Ceilometer lsf-intergration-openstack-summit

•

0 likes•1,239 views

Tim Bell

Ceilometer
CERN use case:
● CERN delivers resources in form of virtual machines and via traditional
batch and Grid computing
● Individual batch nodes execute payload from different users and
communities
● Accounting should cover both use cases
● Interesting metrics include
● What is the resource usage of experiment A during December ?
● What is the resource usage of user B last year ?
● Accounting information has to be reported to Grid bodies (WLCG) by
experiment
Facts:
● Details of user's jobs present in batch accounting database already
● It is a huge DB with around 400,000 records being added everyday
Solution
● Use of ceilometer as single source of truth for accounting data
● Batch data is put in the ceilometer database for accounting purpose

Ceilometer: Current Implementation
Ceilometer
Agent Central
With batch Plugin
Ceilometer
Collector
for batch Data
Ceilometer
Database
(mongodb)
RabbitMQRabbitMQ-LSF
Ceilometer
Agent
Central
Ceilometer
Collector
Ceilometer
API
Ceilometer
Agent
Compute
batch specific
instances
Batch
accounting
database
IaaS specific
instances

Ceilometer: Current Implementation
● Written a ceilometer-agent-central plugin, which polls
the batch accounting database for unpublished records
● The unpublished records are then pushed to metering
queue (RabbitMQ)
● The ceilometer-collector instance consumes the
messages from the metering queue and inserts them in
the ceilometer database (mongodb)

Ceilometer: Current Implementation
● In order to decrease the load on the openstack
messaging server, the batch data is being pushed to a
different messaging server than the one to which other
openstack messages (e.g. those from agent-compute)
go.
● This means that there are dedicated instances of
agent-central and collector for VM and batch metering
● The collectors writes the data into a single database

Ceilometer: LSF Data Statistics
● The batch plugin is run once per hour if the previous
run has finished
● Most runs do not have any unpublished data as data in
the batch accounting database arrives in bursts
● Most data of the day is published to the messaging
server within 2 runs of around 200,000 job records
each
● It takes around 5 hrs to complete one such run

Ceilometer: Batch Data Statistics
● The average rate of record publishing to the batch
rabbitmq server is 11 Hz.

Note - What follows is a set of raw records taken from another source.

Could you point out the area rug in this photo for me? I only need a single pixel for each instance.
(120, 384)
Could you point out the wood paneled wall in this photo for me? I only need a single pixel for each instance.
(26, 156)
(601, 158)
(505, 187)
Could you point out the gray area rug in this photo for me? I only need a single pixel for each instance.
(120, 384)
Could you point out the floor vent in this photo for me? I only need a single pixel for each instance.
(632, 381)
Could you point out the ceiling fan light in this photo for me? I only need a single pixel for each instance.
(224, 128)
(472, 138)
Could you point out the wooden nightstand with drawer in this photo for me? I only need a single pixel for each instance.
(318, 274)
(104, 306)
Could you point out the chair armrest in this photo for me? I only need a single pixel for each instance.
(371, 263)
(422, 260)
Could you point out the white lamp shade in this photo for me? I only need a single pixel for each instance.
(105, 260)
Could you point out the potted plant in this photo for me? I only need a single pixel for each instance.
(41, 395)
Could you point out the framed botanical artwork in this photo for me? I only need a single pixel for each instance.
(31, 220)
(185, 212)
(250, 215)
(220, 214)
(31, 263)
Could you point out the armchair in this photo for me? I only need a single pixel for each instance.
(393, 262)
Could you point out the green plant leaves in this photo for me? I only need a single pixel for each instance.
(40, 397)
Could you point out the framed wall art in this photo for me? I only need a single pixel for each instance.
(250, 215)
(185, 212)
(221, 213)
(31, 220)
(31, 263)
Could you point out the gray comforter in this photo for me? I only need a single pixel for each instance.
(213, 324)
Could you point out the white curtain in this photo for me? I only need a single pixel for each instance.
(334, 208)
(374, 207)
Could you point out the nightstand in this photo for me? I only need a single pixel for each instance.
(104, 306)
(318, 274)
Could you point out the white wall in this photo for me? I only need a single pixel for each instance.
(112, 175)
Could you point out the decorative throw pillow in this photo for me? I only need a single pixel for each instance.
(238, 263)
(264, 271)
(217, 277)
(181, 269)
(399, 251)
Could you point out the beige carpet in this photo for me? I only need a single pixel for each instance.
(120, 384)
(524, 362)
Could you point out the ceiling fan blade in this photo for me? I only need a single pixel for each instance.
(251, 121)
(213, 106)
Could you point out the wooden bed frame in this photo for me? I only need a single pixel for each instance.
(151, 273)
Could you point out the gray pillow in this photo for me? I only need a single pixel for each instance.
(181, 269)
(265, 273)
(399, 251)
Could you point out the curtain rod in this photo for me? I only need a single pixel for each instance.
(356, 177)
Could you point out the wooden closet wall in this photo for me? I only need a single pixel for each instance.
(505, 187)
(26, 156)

This includes
– the time to read unpublished records,
– push them to the rabbit-server and
– marking records in batch accounting database as
published
● Most of this time is spent in records publishing only
● The time for activities other than publishing is
minuscule
● The grow rate of the mongodb database is about
2GB/day

What's hot

Flink Forward Berlin 2018: Shriya Arora - "Taming large-state to join dataset...Flink Forward

Continuously Updating Query Results over Real-Time Linked DataRuben Taelman

Flink Forward SF 2017: Stefan Richter - Improvements for large state and reco...Flink Forward

Stream Processing Live Traffic Data with Kafka StreamsTim Ysewyn

I²: Interactive Real-Time Visualization for Streaming Data with Apache Flink ...Jonas Traub

Windowing in apexYogi Devendra Vyavahare

Flink Forward SF 2017: Stephan Ewen - Convergence of real-time analytics and ...Flink Forward

IoT Research ProjectTanvi Priyadarshini

Flink Forward Berlin 2017: Steffen Hausmann - Build a Real-time Stream Proces...Flink Forward

Kubernetes at Telekom Austria Group Oliver Moser

Flink Forward San Francisco 2019: Massive Scale Data Processing at Netflix us...Flink Forward

Prometheus on AWSMitsuhiro Tanda

Spark Pitfalls meetup UnderscoreILlioron22

Relational Database Management Systemsweetysweety8

Virtual Flink Forward 2020: Autoscaling Flink at Netflix - Timothy FarkasFlink Forward

Flink Forward Berlin 2017: Fabian Hueske - Using Stream and Batch Processing ...Flink Forward

Story of migrating event pipeline from batch to streaminglohitvijayarenu

Keynote: Stephan Ewen - Stream Processing as a Foundational Paradigm and Apac...Ververica

Apache Flink Training Workshop @ HadoopCon2016 - #1 System OverviewApache Flink Taiwan User Group

Internet of things - 3/4. Solving the problemsSumanth Bhat

What's hot (20)

Flink Forward Berlin 2018: Shriya Arora - "Taming large-state to join dataset...

Continuously Updating Query Results over Real-Time Linked Data

Flink Forward SF 2017: Stefan Richter - Improvements for large state and reco...

Stream Processing Live Traffic Data with Kafka Streams

I²: Interactive Real-Time Visualization for Streaming Data with Apache Flink ...

Windowing in apex

Flink Forward SF 2017: Stephan Ewen - Convergence of real-time analytics and ...

IoT Research Project

Flink Forward Berlin 2017: Steffen Hausmann - Build a Real-time Stream Proces...

Kubernetes at Telekom Austria Group

Flink Forward San Francisco 2019: Massive Scale Data Processing at Netflix us...

Prometheus on AWS

Spark Pitfalls meetup UnderscoreIL

Relational Database Management System

Virtual Flink Forward 2020: Autoscaling Flink at Netflix - Timothy Farkas

Flink Forward Berlin 2017: Fabian Hueske - Using Stream and Batch Processing ...

Story of migrating event pipeline from batch to streaming

Keynote: Stephan Ewen - Stream Processing as a Foundational Paradigm and Apac...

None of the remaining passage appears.